Jim describes his entrance into the field of prosthetics as happening very organically. “I lost my leg but then all of a sudden got placed into something that came very naturally to me,” he says. Three years after losing his leg to cancer, Jim visited the only prosthetist in Lexington for repairs on his artificial leg and was offered a job. Shortly after that, he began his formal education as a prosthetist at Northwestern University. He describes the training program as being very welcoming to amputees, as they would have an intrinsically better understanding of what their patients are going through and empathy is a key component of being a prosthetist. While Shayne, also educated at Northwestern, is not an amputee, he certainly understands the emotional component of what’s required, saying, “You have to match your compassion with your will to help that person.” Then jokingly, “So that’s why I figure my first degree in psychology wasn’t quite wasted before switching to prosthetics.”
The process of creating an artificial limb for a patient takes about four weeks, though Jim and Shayne say that many first-time patients walk through their doors without a firm idea of what they’re getting into. “The misconception is that we just go and pull a left large leg off of the wall like it’s Walmart,” Shayne says. “People even come in and say ‘I guess I’m here to get my leg.’ There’s in fact an evaluation and everything that we make is a combination of 15 or 20 major decisions – muscle strength, limb length, age, there are so many things to consider.” Jim adds, “People are emotionally confused when they come in the first time.”
Molding the residual limb and testing prototypes are integral parts of the process. “You’re marrying something manmade to someone’s body,” Shayne says. “And just like in real life, if that marriage isn’t good then it’s not going to last long.” Creating a prosthesis requires knowledge beyond just anatomy, but also understandings of kinetics, biomechanics, and physiology.
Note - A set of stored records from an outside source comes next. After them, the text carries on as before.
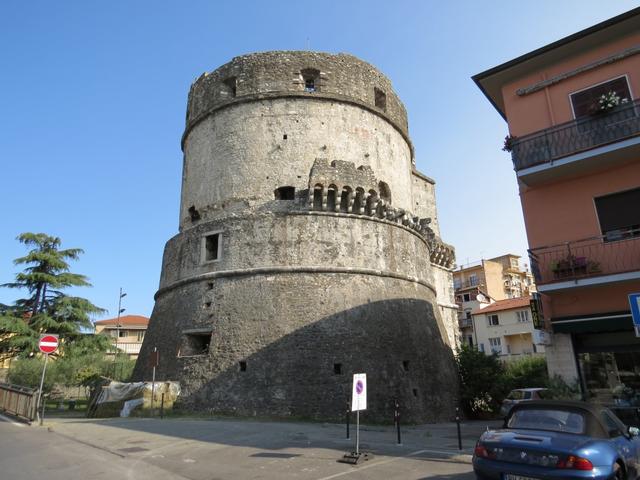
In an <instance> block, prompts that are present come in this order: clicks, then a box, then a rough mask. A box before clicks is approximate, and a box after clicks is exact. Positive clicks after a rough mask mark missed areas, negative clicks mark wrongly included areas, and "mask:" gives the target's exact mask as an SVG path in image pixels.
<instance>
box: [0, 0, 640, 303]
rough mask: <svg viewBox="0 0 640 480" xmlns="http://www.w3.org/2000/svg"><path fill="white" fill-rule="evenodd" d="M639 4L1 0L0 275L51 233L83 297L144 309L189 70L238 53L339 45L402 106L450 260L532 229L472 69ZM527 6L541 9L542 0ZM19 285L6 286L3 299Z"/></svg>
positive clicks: (153, 270) (515, 246) (170, 186)
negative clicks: (526, 223) (428, 186)
mask: <svg viewBox="0 0 640 480" xmlns="http://www.w3.org/2000/svg"><path fill="white" fill-rule="evenodd" d="M638 4H639V3H638V2H637V1H623V0H616V1H607V2H604V1H593V0H564V1H562V2H558V1H538V2H535V3H534V4H532V3H531V2H523V1H513V0H512V1H492V2H479V1H450V2H439V1H417V0H416V1H402V0H398V1H395V2H389V1H386V2H385V1H348V0H325V1H324V2H319V3H318V2H300V1H296V2H293V1H271V2H266V1H262V2H259V1H249V0H245V1H243V2H222V1H221V2H216V1H213V0H211V1H184V2H175V1H173V2H170V1H160V0H155V1H133V0H130V1H124V0H122V1H121V0H110V1H86V0H85V1H62V0H61V1H58V2H51V1H29V0H20V1H14V0H4V1H3V2H2V3H1V5H0V60H1V63H0V65H1V67H0V112H2V114H1V115H0V160H1V170H0V172H1V177H0V178H1V179H2V188H1V189H0V215H1V217H0V218H1V219H2V223H1V225H2V228H0V283H4V282H8V281H11V280H13V276H14V275H15V273H16V272H17V269H16V267H14V265H13V263H12V260H13V259H14V258H16V257H18V256H21V255H23V254H24V253H25V249H24V248H23V247H22V245H20V244H18V243H17V242H16V241H15V237H16V236H17V235H18V234H20V233H22V232H27V231H31V232H46V233H49V234H52V235H56V236H59V237H61V238H62V240H63V242H64V246H66V247H81V248H83V249H84V250H85V254H84V255H83V256H82V257H81V259H80V261H79V262H76V263H75V264H74V265H73V270H74V271H76V272H78V273H83V274H85V275H87V276H88V277H89V278H90V279H91V282H92V283H93V285H94V286H93V288H92V289H82V290H79V291H77V292H74V293H77V294H81V295H83V296H85V297H88V298H90V299H91V300H92V301H93V302H94V303H96V304H97V305H99V306H101V307H104V308H106V309H108V310H109V314H108V315H107V316H110V315H114V314H115V313H116V309H117V300H118V289H119V287H123V288H124V290H125V292H127V293H128V296H127V297H126V298H125V300H124V307H125V308H126V309H127V313H132V314H142V315H150V314H151V310H152V308H153V295H154V293H155V291H156V289H157V287H158V281H159V277H160V266H161V259H162V251H163V247H164V243H165V242H166V241H167V240H168V239H169V238H171V237H172V236H173V235H175V234H176V233H177V229H178V208H179V198H180V197H179V195H180V181H181V165H182V152H181V151H180V136H181V134H182V130H183V127H184V117H185V110H186V98H187V93H188V90H189V86H190V85H191V82H192V81H193V80H194V79H195V78H197V77H198V76H199V75H200V74H201V73H202V72H204V71H210V70H214V69H215V68H217V67H218V66H220V65H222V64H223V63H226V62H227V61H229V60H230V59H231V58H232V57H234V56H236V55H241V54H244V53H249V52H253V51H264V50H296V49H306V48H307V45H308V46H309V47H310V49H311V50H319V51H326V52H332V53H337V52H348V53H351V54H354V55H356V56H358V57H360V58H362V59H364V60H366V61H368V62H370V63H372V64H374V65H375V66H377V67H378V68H379V69H380V70H382V71H383V72H384V73H385V74H386V75H387V76H388V77H389V78H390V79H391V81H392V82H393V85H394V87H395V90H396V92H397V93H398V94H399V96H400V98H401V99H402V101H403V102H404V104H405V106H406V107H407V111H408V114H409V130H410V135H411V137H412V140H413V142H414V145H415V148H416V159H417V165H418V168H419V170H421V171H422V172H424V173H425V174H427V175H429V176H431V177H433V178H435V180H436V182H437V184H436V187H437V195H438V210H439V219H440V224H441V229H442V237H443V239H444V240H445V241H446V242H448V243H451V244H453V245H454V246H455V247H456V250H457V258H458V264H464V263H467V262H470V261H474V260H478V259H480V258H489V257H491V256H497V255H501V254H503V253H507V252H512V253H516V254H520V255H524V254H525V252H526V237H525V232H524V224H523V221H522V213H521V209H520V202H519V198H518V194H517V186H516V181H515V174H514V172H513V169H512V166H511V161H510V158H509V156H508V155H507V154H506V153H504V152H502V151H501V150H500V148H501V145H502V139H503V138H504V136H505V135H506V133H507V127H506V124H505V123H504V121H503V120H502V118H501V117H500V116H499V115H498V114H497V112H495V110H493V108H492V107H491V105H490V104H489V102H488V101H487V100H486V99H485V98H484V96H483V95H482V94H481V92H480V91H479V90H478V88H477V87H476V86H475V84H474V83H473V81H472V80H471V78H470V77H471V76H472V75H473V74H476V73H478V72H480V71H483V70H485V69H487V68H490V67H493V66H495V65H498V64H500V63H502V62H504V61H507V60H510V59H512V58H514V57H516V56H519V55H521V54H523V53H527V52H529V51H531V50H533V49H535V48H538V47H541V46H543V45H546V44H548V43H550V42H552V41H554V40H557V39H559V38H562V37H564V36H566V35H569V34H572V33H574V32H576V31H578V30H581V29H583V28H586V27H589V26H590V25H593V24H594V23H598V22H600V21H603V20H606V19H607V18H610V17H613V16H615V15H618V14H620V13H623V12H625V11H627V10H630V9H632V8H635V7H637V6H638ZM534 5H535V6H534ZM19 293H20V292H16V291H12V290H8V289H0V302H2V303H11V302H12V301H13V300H15V299H16V298H18V297H17V296H18V295H19Z"/></svg>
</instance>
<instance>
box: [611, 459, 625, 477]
mask: <svg viewBox="0 0 640 480" xmlns="http://www.w3.org/2000/svg"><path fill="white" fill-rule="evenodd" d="M612 478H613V479H614V480H626V478H627V476H626V475H625V473H624V470H623V469H622V467H621V466H620V464H619V463H614V464H613V477H612Z"/></svg>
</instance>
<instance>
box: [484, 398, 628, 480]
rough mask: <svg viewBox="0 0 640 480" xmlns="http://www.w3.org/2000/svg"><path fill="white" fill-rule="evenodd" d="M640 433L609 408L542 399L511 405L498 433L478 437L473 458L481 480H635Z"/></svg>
mask: <svg viewBox="0 0 640 480" xmlns="http://www.w3.org/2000/svg"><path fill="white" fill-rule="evenodd" d="M639 434H640V430H638V429H637V428H635V427H627V426H625V425H624V424H623V423H622V422H621V421H620V420H619V419H618V417H616V416H615V415H614V414H613V413H612V412H611V411H610V410H609V409H607V408H603V407H598V406H595V405H590V404H587V403H584V402H568V401H567V402H565V401H552V400H548V401H547V400H540V401H531V402H523V403H520V404H518V405H516V406H514V407H513V409H512V410H511V412H510V413H509V416H508V417H507V418H506V419H505V424H504V427H503V428H502V429H500V430H489V431H487V432H485V433H484V434H482V436H481V437H480V440H478V443H477V445H476V448H475V452H474V455H473V470H474V471H475V473H476V476H477V478H479V479H494V480H537V479H545V480H552V479H570V478H592V479H602V480H604V479H636V478H638V476H639V475H640V458H639V455H640V438H639V437H638V435H639Z"/></svg>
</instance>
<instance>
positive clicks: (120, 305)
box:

One must be able to match a person’s movements, the gait of their walk, and the alignment of their limbs in order to make a successful prosthesis.
Still, beyond all of the technical prowess, what stands out at the center of Hi-Tech Artificial Limbs is empathy. Jim and Shayne feel they aren’t just providing products for their patients, they’re enabling them to live their lives to the fullest. When Jim and Maurice started the business, they made a deal that they’d never turn a patient down, no matter that person’s financial situation. The process of helping people become whole again is what drives the business and the people in it. Shayne describes the experience of seeing a person walking on a new limb for the first time as being so rewarding, “You could pay me in sand and I’d be happy.”
As for the future, Jim would like to see the next generations of their families move forward with the company. He believes the passion with which everyone in the company does their jobs is what makes the business special. “We have seven to eight really great people that come in here every morning and provide quality care to patience that they truly care about,” he says.
In addition to being able to reengage with everyday activities like running and cycling, they’ve had patients go on to compete in the Paralympics, Special Olympics, and even had one patient win a gold medal as part of the Wounded Warrior softball team. Having crafted close to 4000 unique prostheses to date, the folks at Hi-Tech Artificial Limbs are excited to bring the next 4000 to those in need.